Evrenin doğuşundan sonraki saniyenin ilk fraksiyonlarında, sadece temel parçacıklar ve radyasyon değil; aynı zamanda manyetik alanlar da üretildi. Garching’deki Max Planck Astrofizik Enstitüsü tarafından yönetilen bir ekip, bu manyetik alanların bugün evrende çok detaylı ve 3 boyutlu şekilde nasıl görünmesi gerektiğini hesapladı.
Big Bang hala birçok açıdan gizemli bir şekilde anlaşılamadı. Kozmologlar, evrenimizin ilk anları hakkında bilgi almak ve denemek için çeşitli yollar kullanırlar. Bir olasılık, evrenin doğuşuyla yaratılan ve günümüze kadar hayatta kalması gereken kozmik manyetik alanlardır.
Bu sözde magnetokinesis* için önerilmiş olan çok sayıda spekülatif mekanizmaya ek olarak, basit bir plazma-fiziksel etki vardır: Harrison Etkisi. Araştırmacılar bu etkinin Big Bang’da manyetik alanlar üretmiş olabileceğini belirtiyor. Erken evrenin plazmasındaki girdap hareketleri, sürtünmeden dolayı elektrik akımları üreterek, manyetik bir alan oluşturdu.
* Magnetokinesis: Manyetik alan ve manyetizim kontrolüdür
Plazma girdaplarını bu kadar erken bilerek, bu manyetik alanların nasıl oluşturulduğu detaylı olarak hesaplanabilir.
Çevremizdeki galaksilerin dağılımında gerekli bilgiler yer almaktadır, çünkü bu, evrenin başlangıcından beri maddenin hareketinin sonucudur. Bugün galaksilerin oluşumuna yol açan yasaları gayet iyi biliyoruz. Bu, günümüzün galaksi dağılımından, madde dağılımının evrimini oldukça doğru bir şekilde izleyebilmeyi sağlar. Bu bilgi ile bugünün evreninde Harrison Etkisi’nin yarattığı manyetik alanları tahmin etmek de mümkündür.

Max Planck Astrofizik Enstitüsü tarafından yönetilen uluslararası ekip; bugünkü kozmik ortamda ilkel manyetik alanların kalıntılarını hesaplamak için bu mantığı kullanmıştır. Böylece; araştırmacılar öncelikle bölgemizdeki galaksilerin dağılımını araştırdılar ve Big Bang zamanında madde dağılımını hesapladılar. Harrison Etkisini hesaba kattılar ve sonunda onunla üretilen alanları günümüze çevirdiler. Bilim insanları böylelikle, 300 milyon ışık yılı içindeki ilkel manyetik alanın yapısını ve morfolojisini tahmin edebildi.

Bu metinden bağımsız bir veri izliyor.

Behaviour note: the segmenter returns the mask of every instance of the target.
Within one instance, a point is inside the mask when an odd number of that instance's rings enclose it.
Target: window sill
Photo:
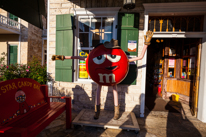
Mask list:
[[[79,80],[79,81],[74,81],[74,83],[80,83],[80,84],[96,84],[92,80]]]

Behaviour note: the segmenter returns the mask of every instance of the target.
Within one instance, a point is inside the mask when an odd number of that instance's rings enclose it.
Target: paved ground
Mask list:
[[[140,126],[139,134],[134,131],[103,129],[97,127],[81,127],[65,130],[65,113],[60,115],[37,137],[206,137],[206,123],[193,117],[189,107],[183,104],[187,119],[180,113],[149,111],[145,118],[137,118]],[[72,112],[72,119],[78,112]]]

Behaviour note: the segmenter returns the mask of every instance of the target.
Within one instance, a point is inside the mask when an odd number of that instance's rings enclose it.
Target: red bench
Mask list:
[[[63,102],[50,102],[62,98]],[[0,83],[0,137],[35,137],[66,110],[66,128],[71,128],[71,98],[48,97],[47,85],[29,78]]]

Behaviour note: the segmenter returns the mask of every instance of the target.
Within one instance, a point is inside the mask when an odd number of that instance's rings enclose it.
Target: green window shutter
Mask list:
[[[56,15],[56,55],[73,54],[73,15]],[[72,82],[72,60],[55,61],[55,80]]]
[[[9,46],[9,64],[17,63],[17,46]]]
[[[117,39],[122,50],[128,55],[137,56],[138,39],[139,39],[139,13],[119,13],[118,14],[118,30]],[[136,41],[136,51],[128,51],[128,41]],[[129,65],[129,72],[126,78],[120,84],[136,85],[137,66]]]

Ne yazık ki, teori gözlemle test edilemez: Hesaplanan Manyetik Alan, Dünya’nın manyetik alanından 27 kat daha küçük ve bu nedenle mevcut ölçüm eşiğinin çok altındadır.
Yine de yapılan tüm bu ölçümlerle; Evren’in bilinen yerlerinde, insanın evreni yüksek hassasiyetle anlayabildiği ve içinde ince etkileri hesaplayabildiği gösterildi.